HYPOXIA-INDUCED AMOEBOID CANCER CELL MIGRATION: PRINCIPLES, MOLECULAR MECHANISMS AND PLASTICITY
Abstract
ABSTRACT
HYPOXIA-INDUCED AMOEBOID CANCER CELL MIGRATION: PRINCIPLES, MOLECULAR MECHANISMS AND PLASTICITY
Veronika te Boekhorst, M.S.
Supervisory Professor: Peter Friedl, Ph.D.
Cancer invasion and metastasis can occur through single cell and collective strategies with different consequences for cell and tissue patterning and metastatic outcome. Tumor hypoxia, by elevating hypoxia-inducible factors (HIF), is an established inducer of metabolic and invasive reprogramming of cancer cells, such as the induction the epithelial to-mesenchymal transition (EMT). However, how hypoxia/HIF impacts on established epithelial cancer cell migration programs and which mechano-signaling adaptations are induced upon hypoxic stress, remains unknown.
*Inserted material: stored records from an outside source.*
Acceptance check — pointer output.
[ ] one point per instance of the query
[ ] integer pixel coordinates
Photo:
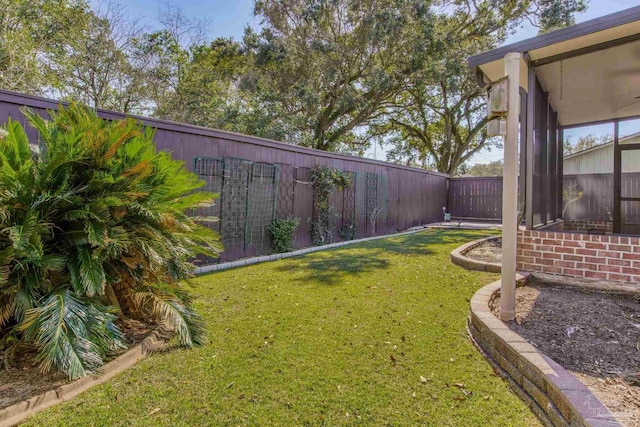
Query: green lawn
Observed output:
(339, 337)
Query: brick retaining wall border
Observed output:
(555, 396)
(458, 257)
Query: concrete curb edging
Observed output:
(553, 394)
(12, 415)
(458, 257)
(265, 258)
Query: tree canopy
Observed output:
(333, 75)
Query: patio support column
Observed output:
(510, 191)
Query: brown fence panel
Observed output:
(397, 197)
(479, 198)
(593, 197)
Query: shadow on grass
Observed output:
(334, 266)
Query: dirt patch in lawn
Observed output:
(487, 251)
(595, 335)
(20, 374)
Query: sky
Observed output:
(228, 18)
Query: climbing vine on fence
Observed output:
(325, 181)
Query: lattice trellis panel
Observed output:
(248, 200)
(286, 187)
(262, 202)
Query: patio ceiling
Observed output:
(590, 70)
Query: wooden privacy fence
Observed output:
(260, 179)
(479, 198)
(596, 202)
(586, 197)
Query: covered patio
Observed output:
(570, 81)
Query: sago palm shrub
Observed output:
(94, 225)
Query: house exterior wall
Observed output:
(604, 257)
(597, 161)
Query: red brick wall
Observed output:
(580, 255)
(578, 225)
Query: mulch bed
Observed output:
(20, 375)
(595, 335)
(487, 251)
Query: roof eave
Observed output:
(592, 26)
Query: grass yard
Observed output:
(371, 334)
Using epithelial breast cancer (BCC) and head and neck squamous carcinoma (HN-SCC) spheroids in 3D fibrillar collagen, we characterized the invasion patterns as well as mechano-signaling requirements of hypoxia-induced cancer cell migration modes. While epithelial cancer cells migrated collectively under normoxic conditions, hypoxia (0.2% O2) or pharmacological stabilization of HIF-1α by the prolyl hydroxylase inhibitor dimethyloxalylglycine (DMOG), induced the transition of collective-to-single cell migration. Besides mesenchymal-like movement, most epithelial cells converted to amoeboid migration with distinctive blebby protrusions or, less frequently, with actin-rich pseudopodal protrusions towards the direction of migration. Both bleb-based and pseudopodial protrusions supported polarized interactions with collagen fibrils, allowing amoeboid cells to move equally fast (0.1-0.5 µm/min) and persistently (confinement ratio: 0.1-0.6) as elongated, mesenchymal-like single cell migration modes. HIF-induced blebby amoeboid migration was dependent on (i) RhoA/ROCK mediated actomyosin contraction for efficient bleb formation and migration, (ii) reduced β1 integrin-mediated matrix interactions, and (iii) independent on matrix-metalloproteinase-mediated collagen remodeling.
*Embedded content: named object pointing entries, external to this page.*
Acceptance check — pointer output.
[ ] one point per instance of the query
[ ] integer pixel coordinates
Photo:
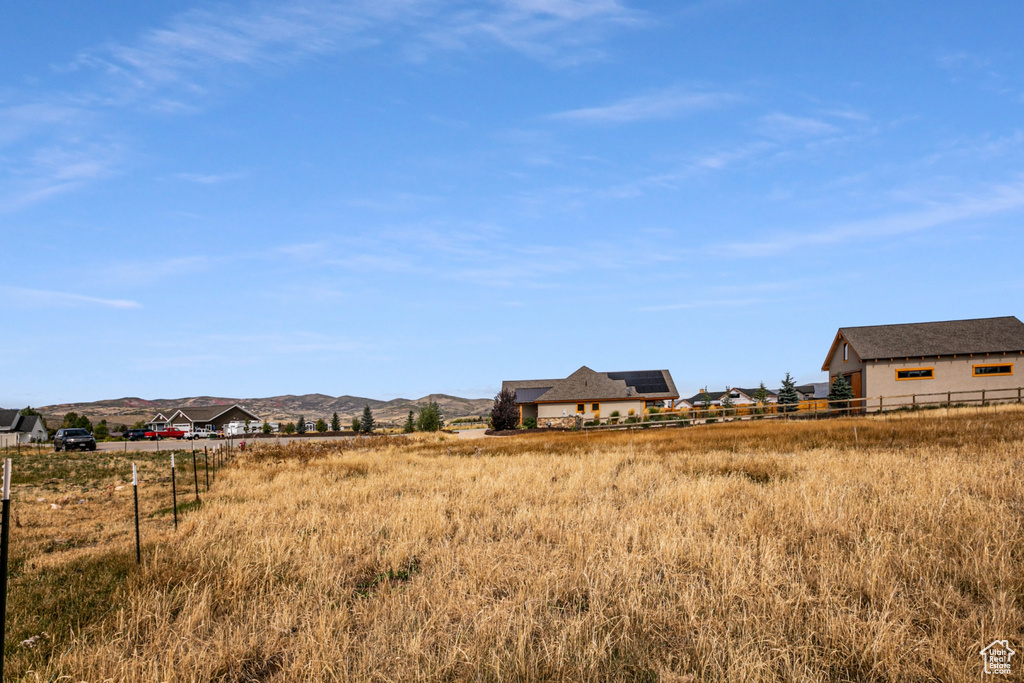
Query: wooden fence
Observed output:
(813, 409)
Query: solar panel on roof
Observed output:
(643, 381)
(529, 395)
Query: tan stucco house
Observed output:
(592, 395)
(952, 360)
(214, 418)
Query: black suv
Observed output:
(66, 439)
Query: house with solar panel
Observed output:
(951, 360)
(592, 395)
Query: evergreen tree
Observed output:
(727, 402)
(430, 418)
(705, 401)
(367, 421)
(761, 397)
(28, 410)
(840, 391)
(788, 399)
(504, 414)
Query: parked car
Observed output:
(165, 433)
(76, 437)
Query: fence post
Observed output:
(196, 475)
(4, 535)
(134, 487)
(174, 494)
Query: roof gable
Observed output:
(586, 384)
(8, 418)
(986, 335)
(208, 413)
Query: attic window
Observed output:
(915, 374)
(993, 370)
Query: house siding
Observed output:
(951, 375)
(554, 411)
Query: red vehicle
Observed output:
(165, 433)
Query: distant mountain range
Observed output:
(274, 409)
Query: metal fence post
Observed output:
(134, 486)
(174, 494)
(4, 535)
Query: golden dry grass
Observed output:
(733, 552)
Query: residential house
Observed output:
(934, 363)
(736, 395)
(214, 418)
(17, 428)
(592, 395)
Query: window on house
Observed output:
(993, 370)
(915, 374)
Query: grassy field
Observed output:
(734, 552)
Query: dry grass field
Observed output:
(756, 551)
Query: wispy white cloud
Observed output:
(48, 171)
(665, 104)
(18, 296)
(997, 200)
(783, 126)
(183, 59)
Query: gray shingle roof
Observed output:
(717, 395)
(8, 419)
(207, 413)
(585, 384)
(986, 335)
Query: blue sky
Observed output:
(393, 198)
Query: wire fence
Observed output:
(810, 409)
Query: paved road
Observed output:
(211, 443)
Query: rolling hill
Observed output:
(275, 409)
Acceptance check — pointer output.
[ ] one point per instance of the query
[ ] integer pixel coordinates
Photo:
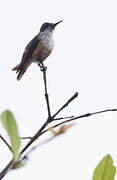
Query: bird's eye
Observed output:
(44, 26)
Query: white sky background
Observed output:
(85, 60)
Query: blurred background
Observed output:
(84, 59)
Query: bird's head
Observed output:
(48, 26)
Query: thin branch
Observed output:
(61, 118)
(79, 117)
(46, 92)
(6, 169)
(6, 143)
(29, 137)
(66, 104)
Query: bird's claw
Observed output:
(42, 67)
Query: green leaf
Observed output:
(105, 169)
(10, 126)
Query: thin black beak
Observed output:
(57, 23)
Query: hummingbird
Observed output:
(38, 49)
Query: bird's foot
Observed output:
(42, 67)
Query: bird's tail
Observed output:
(20, 69)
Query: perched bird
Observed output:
(38, 49)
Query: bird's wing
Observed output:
(29, 49)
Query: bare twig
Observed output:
(61, 118)
(46, 92)
(78, 117)
(6, 143)
(66, 104)
(29, 137)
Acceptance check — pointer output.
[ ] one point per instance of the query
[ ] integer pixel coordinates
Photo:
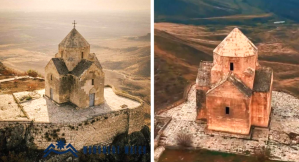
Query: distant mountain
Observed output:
(189, 11)
(136, 61)
(146, 37)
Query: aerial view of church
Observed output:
(233, 92)
(230, 108)
(75, 75)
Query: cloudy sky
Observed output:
(74, 5)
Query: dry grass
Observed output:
(261, 154)
(32, 73)
(21, 85)
(32, 86)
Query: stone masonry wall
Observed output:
(98, 130)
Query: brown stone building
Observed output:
(233, 92)
(75, 75)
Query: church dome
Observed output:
(236, 44)
(74, 40)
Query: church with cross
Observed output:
(233, 93)
(75, 75)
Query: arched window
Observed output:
(231, 66)
(227, 110)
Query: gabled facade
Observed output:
(75, 75)
(234, 91)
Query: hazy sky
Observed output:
(74, 5)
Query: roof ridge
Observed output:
(236, 44)
(74, 40)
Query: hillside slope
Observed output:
(185, 11)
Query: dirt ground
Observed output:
(21, 85)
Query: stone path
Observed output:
(282, 138)
(42, 109)
(9, 109)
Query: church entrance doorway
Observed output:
(51, 93)
(91, 99)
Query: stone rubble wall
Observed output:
(97, 130)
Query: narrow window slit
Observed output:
(227, 110)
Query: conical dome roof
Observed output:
(74, 40)
(236, 44)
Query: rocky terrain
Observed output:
(281, 138)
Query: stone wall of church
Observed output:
(238, 120)
(83, 87)
(72, 56)
(57, 83)
(243, 68)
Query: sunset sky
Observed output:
(74, 5)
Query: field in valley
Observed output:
(121, 42)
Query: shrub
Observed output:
(261, 154)
(124, 106)
(32, 73)
(184, 139)
(32, 86)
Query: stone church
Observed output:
(233, 93)
(75, 75)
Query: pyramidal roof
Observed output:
(236, 44)
(74, 40)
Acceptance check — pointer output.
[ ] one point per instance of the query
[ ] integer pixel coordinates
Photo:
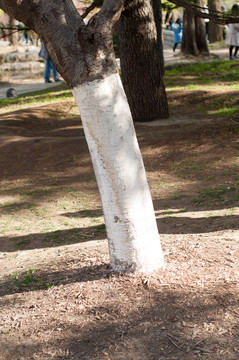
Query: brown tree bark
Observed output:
(201, 33)
(189, 43)
(194, 40)
(13, 34)
(141, 61)
(215, 30)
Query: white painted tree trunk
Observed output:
(134, 242)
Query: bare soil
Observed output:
(59, 297)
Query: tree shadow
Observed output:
(173, 323)
(53, 238)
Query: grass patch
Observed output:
(29, 281)
(54, 94)
(216, 194)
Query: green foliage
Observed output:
(167, 5)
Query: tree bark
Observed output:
(189, 43)
(140, 51)
(215, 30)
(201, 39)
(13, 36)
(84, 56)
(194, 40)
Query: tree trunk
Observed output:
(13, 36)
(84, 56)
(215, 30)
(189, 43)
(201, 33)
(129, 215)
(141, 62)
(194, 40)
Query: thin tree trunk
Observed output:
(200, 33)
(189, 44)
(141, 62)
(13, 37)
(215, 30)
(84, 56)
(132, 233)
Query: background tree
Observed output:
(140, 50)
(194, 40)
(215, 30)
(84, 56)
(139, 34)
(13, 34)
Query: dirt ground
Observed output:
(59, 297)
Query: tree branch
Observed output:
(216, 16)
(91, 7)
(111, 10)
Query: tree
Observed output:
(84, 56)
(139, 34)
(194, 35)
(141, 46)
(215, 30)
(13, 35)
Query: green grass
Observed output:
(197, 76)
(216, 194)
(59, 93)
As central mechanism underlying phenotypic conversion towards blebby amoeboid migration, HIF stabilization upon hypoxia or DMOG treatment upregulated calpain-2 expression and enzymatic activity, which, by cleavage of focal adhesion protein talin-1, limited β1 integrin function, which was rate-limiting for the adaptation to and maintenance of amoeboid movement. Accordingly, interference with calpain function by pharmacological inhibitors or RNA interference prevented talin-1 cleavage, restored β1 integrin surface activity, downstream Src signaling, and reverted blebby amoeboid migrating cells towards spindle-shaped, mesenchymal-like phenotypes. Likewise, ectopic expression of a calpain-uncleavable talin protein restored active β1 integrin expression and converted amoeboid blebby migrating cells towards elongated migration morphologies.
Consistent with elevated calpain activity observed during 3D spheroid collagen migration in vitro, calpain activity was elevated in roundish, amoeboid disseminating single cells observed at the tumor-stroma interface in human HN-SCC tumor xenografts models. Calpain function was further required for round blebby amoeboid migration after HIF-stabilization in vivo.
Together, our data establish HIF signaling as microenvironmentally regulated pathway for cell reprogramming which induces blebby amoeboid migration in cancer cells. Our data further identify calpain-2 as master regulator upstream of β1 integrin shutdown, via talin-1 cleavage, which induces and maintains the conversion between elongated and amoeboid tumor cell dissemination. The HIF induced amoeboid migration program represents a migratory escape strategy in epithelial tumor cells to abandon metabolically perturbed tissue regions, and drives molecular and functional plasticity of cancer cell dissemination.